8 Concluding Remarks

This paper explored some subsystems of Kamide’s logics CP and IP, in order to analyse the cause of the non-trivial negation inconsistency of the systems. We formulated the system MP, whose double negation can be seen as the minimal negation. MP, as we found out, is not only negation inconsistent, but also is a system into which any provable contradiction in CP can be embedded, preserving the status of provable contradiction. This result was also used to show how provable contradictions in CP and IP correspond to those of the systems with quarter turn operator, dCP and dIP.

As the Hilbert-style system H-MP clarifies, \((A\rightarrow \mathord {\sim }\mathord {\sim }A)\rightarrow \mathord {\sim }\mathord {\sim }A\) is isolated as the sole axiom schema inducing the contra-classicality. Then to understand the role of the schema further, we looked at some subsystems of MP in which double negation axiom schemata are turned into rules. We observed the status of negation inconsistency depends on which axiom schema is weakened.

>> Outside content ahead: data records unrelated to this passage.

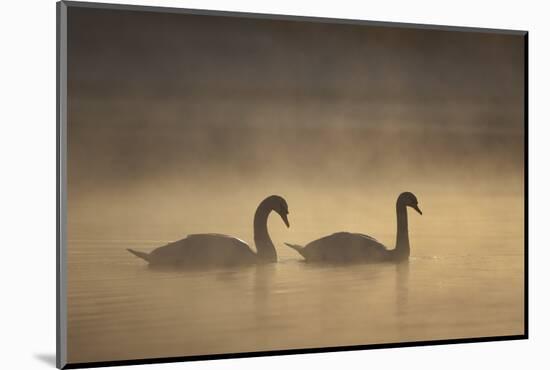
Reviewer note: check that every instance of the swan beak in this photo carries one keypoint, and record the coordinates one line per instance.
(285, 219)
(417, 209)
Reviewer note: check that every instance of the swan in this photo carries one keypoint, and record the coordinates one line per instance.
(199, 250)
(344, 247)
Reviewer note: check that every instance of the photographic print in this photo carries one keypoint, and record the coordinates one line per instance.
(238, 184)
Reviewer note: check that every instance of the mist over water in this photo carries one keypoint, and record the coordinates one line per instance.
(174, 131)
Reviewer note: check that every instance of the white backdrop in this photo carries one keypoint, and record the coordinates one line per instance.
(27, 205)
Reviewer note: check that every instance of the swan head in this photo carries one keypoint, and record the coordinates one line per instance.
(279, 205)
(408, 199)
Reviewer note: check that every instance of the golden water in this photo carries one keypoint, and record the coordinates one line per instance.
(464, 278)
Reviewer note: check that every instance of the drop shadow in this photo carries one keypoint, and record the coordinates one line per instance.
(47, 358)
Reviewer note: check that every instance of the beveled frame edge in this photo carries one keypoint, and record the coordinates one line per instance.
(61, 190)
(61, 182)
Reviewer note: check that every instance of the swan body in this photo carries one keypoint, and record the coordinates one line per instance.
(199, 250)
(345, 247)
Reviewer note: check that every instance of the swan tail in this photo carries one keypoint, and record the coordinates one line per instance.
(296, 247)
(139, 254)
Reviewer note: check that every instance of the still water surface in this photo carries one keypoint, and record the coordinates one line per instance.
(457, 284)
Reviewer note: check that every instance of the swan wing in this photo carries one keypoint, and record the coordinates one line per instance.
(204, 249)
(345, 247)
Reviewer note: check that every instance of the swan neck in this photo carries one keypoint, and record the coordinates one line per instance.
(264, 245)
(402, 247)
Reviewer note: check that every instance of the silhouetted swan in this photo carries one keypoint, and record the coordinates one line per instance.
(199, 250)
(347, 247)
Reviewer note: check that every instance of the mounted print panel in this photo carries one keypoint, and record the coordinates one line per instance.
(239, 184)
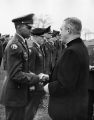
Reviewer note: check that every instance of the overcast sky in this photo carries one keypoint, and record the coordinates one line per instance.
(56, 9)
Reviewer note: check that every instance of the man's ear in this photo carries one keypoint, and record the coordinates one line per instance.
(69, 30)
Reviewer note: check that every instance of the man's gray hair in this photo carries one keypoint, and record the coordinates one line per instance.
(75, 24)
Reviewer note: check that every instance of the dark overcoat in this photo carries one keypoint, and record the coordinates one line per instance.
(16, 64)
(68, 88)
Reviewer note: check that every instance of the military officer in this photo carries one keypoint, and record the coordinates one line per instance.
(37, 65)
(16, 85)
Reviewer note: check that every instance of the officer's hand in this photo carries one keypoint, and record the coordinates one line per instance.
(43, 77)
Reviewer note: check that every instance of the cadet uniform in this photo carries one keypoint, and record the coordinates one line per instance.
(16, 86)
(37, 65)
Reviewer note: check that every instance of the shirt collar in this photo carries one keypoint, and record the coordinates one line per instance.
(21, 37)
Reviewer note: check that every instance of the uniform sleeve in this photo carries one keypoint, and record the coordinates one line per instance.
(16, 68)
(67, 74)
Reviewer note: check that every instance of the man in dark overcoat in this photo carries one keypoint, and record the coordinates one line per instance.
(68, 88)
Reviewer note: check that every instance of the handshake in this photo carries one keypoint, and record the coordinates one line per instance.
(43, 77)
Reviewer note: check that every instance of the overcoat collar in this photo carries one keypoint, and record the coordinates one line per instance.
(21, 40)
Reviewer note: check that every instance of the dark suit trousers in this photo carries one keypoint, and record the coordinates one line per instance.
(15, 113)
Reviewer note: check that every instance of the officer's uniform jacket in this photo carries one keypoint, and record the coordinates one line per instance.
(16, 64)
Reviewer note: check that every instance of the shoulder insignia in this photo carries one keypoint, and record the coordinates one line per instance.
(14, 46)
(30, 50)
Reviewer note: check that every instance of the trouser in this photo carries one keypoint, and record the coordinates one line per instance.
(32, 107)
(90, 104)
(15, 113)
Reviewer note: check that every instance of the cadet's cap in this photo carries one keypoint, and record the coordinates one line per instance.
(27, 19)
(40, 31)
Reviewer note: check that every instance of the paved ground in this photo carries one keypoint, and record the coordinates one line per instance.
(42, 113)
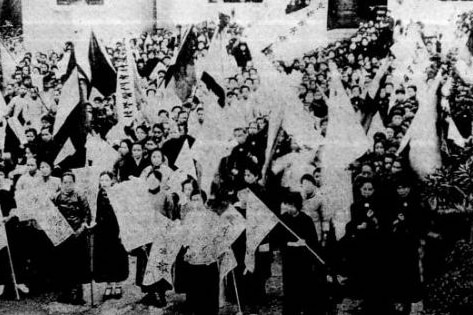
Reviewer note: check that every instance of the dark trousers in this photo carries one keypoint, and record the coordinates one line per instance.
(203, 289)
(142, 255)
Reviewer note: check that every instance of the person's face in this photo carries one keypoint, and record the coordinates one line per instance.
(200, 116)
(187, 190)
(137, 152)
(367, 190)
(396, 120)
(46, 135)
(403, 191)
(367, 171)
(30, 137)
(289, 209)
(123, 149)
(156, 158)
(105, 181)
(388, 162)
(396, 168)
(253, 128)
(45, 169)
(308, 187)
(152, 182)
(140, 134)
(379, 149)
(68, 184)
(197, 201)
(240, 136)
(150, 145)
(250, 178)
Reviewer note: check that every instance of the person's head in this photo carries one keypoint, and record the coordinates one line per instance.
(45, 168)
(411, 91)
(397, 167)
(32, 165)
(153, 180)
(200, 115)
(68, 180)
(378, 148)
(106, 179)
(141, 133)
(366, 188)
(125, 147)
(137, 150)
(31, 135)
(397, 118)
(150, 145)
(403, 187)
(291, 203)
(367, 170)
(46, 134)
(240, 135)
(251, 174)
(308, 184)
(388, 162)
(156, 158)
(182, 117)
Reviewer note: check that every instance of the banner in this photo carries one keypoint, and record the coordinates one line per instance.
(126, 100)
(259, 222)
(35, 205)
(166, 246)
(135, 213)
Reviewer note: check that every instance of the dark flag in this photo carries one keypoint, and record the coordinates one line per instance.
(182, 69)
(103, 75)
(70, 133)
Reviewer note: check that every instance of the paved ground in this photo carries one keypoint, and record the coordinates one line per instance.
(45, 304)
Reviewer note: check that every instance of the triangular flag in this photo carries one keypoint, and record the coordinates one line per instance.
(67, 150)
(8, 65)
(260, 220)
(103, 75)
(454, 134)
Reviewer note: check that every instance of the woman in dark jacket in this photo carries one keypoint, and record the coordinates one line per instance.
(407, 226)
(365, 244)
(110, 257)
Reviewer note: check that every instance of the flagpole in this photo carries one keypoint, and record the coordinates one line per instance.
(10, 262)
(298, 238)
(236, 292)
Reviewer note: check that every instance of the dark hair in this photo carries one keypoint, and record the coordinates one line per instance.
(68, 173)
(292, 198)
(157, 174)
(201, 193)
(309, 178)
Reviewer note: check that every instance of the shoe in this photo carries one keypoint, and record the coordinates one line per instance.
(107, 295)
(117, 293)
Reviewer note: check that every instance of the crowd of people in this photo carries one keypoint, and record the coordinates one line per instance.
(379, 258)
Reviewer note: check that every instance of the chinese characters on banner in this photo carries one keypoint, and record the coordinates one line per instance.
(35, 205)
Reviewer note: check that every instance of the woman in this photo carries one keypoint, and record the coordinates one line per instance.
(158, 162)
(110, 257)
(48, 184)
(125, 151)
(73, 255)
(365, 243)
(407, 226)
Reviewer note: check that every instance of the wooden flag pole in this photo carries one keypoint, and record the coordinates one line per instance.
(236, 292)
(10, 262)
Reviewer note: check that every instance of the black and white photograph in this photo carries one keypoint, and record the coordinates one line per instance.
(236, 157)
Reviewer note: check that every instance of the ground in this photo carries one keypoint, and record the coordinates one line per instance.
(45, 304)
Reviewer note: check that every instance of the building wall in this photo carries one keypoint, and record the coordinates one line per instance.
(48, 25)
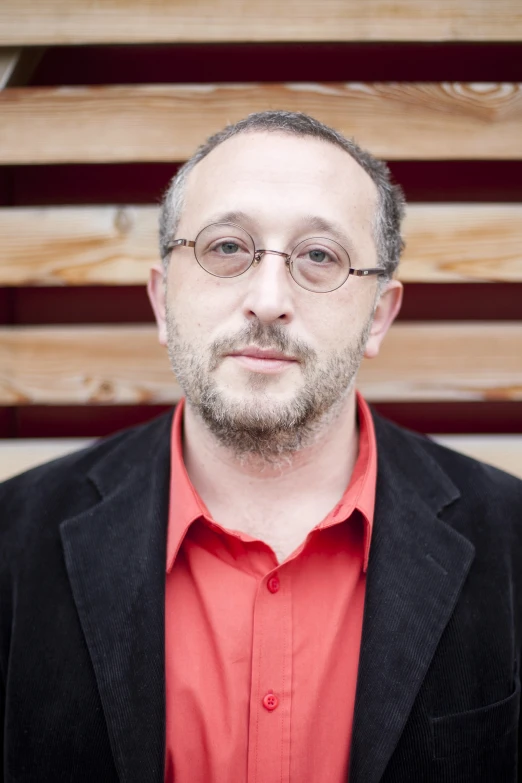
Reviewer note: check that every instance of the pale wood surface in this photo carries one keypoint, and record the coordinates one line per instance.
(19, 455)
(125, 364)
(106, 21)
(117, 245)
(167, 122)
(502, 451)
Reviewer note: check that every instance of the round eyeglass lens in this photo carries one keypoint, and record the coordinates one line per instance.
(224, 249)
(320, 264)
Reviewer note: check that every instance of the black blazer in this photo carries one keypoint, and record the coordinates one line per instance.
(82, 578)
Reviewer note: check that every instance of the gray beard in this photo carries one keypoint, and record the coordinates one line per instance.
(255, 430)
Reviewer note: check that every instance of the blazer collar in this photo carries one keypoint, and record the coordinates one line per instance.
(115, 554)
(417, 567)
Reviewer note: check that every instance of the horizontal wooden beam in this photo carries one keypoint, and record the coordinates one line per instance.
(125, 365)
(167, 122)
(9, 59)
(112, 21)
(19, 455)
(445, 243)
(501, 451)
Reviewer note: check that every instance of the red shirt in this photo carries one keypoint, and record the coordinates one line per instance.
(262, 658)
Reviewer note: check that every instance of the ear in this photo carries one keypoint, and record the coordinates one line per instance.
(156, 289)
(387, 309)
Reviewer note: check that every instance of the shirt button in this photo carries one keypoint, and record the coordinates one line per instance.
(273, 584)
(270, 701)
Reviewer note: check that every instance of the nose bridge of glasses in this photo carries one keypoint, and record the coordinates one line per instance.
(258, 255)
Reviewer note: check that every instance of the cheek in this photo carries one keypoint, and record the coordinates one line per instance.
(200, 306)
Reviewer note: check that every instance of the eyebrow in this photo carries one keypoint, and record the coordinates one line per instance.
(310, 223)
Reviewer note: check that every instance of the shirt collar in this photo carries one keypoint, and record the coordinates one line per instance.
(186, 506)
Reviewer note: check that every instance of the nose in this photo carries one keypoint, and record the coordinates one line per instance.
(269, 296)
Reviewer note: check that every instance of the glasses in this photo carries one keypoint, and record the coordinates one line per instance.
(317, 264)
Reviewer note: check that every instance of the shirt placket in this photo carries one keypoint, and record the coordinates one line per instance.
(271, 686)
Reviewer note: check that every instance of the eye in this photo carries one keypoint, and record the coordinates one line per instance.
(318, 256)
(228, 248)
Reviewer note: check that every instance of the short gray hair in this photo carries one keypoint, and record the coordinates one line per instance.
(390, 205)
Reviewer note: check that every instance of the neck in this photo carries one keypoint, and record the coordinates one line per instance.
(273, 501)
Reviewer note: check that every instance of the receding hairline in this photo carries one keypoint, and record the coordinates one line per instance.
(288, 133)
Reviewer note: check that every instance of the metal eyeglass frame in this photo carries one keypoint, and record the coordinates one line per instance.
(258, 254)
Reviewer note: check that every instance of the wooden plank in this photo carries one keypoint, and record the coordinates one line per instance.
(78, 246)
(502, 451)
(115, 365)
(19, 455)
(452, 243)
(8, 62)
(111, 21)
(167, 122)
(445, 243)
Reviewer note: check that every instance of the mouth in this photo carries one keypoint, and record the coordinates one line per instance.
(262, 359)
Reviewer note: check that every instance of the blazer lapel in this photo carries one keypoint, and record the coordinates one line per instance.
(115, 557)
(416, 570)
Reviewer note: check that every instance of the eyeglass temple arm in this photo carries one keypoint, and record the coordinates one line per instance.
(365, 272)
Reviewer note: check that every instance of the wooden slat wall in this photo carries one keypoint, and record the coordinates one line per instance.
(125, 364)
(28, 22)
(89, 248)
(165, 122)
(117, 245)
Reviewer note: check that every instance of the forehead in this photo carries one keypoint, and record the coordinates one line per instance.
(278, 175)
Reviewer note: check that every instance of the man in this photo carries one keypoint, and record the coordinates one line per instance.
(271, 584)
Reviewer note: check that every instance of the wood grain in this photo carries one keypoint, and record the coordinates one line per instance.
(445, 243)
(501, 451)
(8, 62)
(19, 455)
(167, 122)
(113, 21)
(125, 364)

Lastly, we attempted to give an interpretation of MP from an informational, and more specifically dimathematic point of view. We suggested that the support of falsity for \(\mathord {\sim }A\) can perhaps be understood as the regularity that the support of truth for A being always strong. We then observed that the negation consistency is lost if some stronger conditions are imposed.

MP may perhaps not rival N4 in terms of naturalness, but given the interpretation, the difference might be not as wide as it appears at first sight. The crucial question then is under which contexts it can work as a complementary system. This needs to be explored further in order to justify the importance of Kamide’s negation and the contradictions it creates.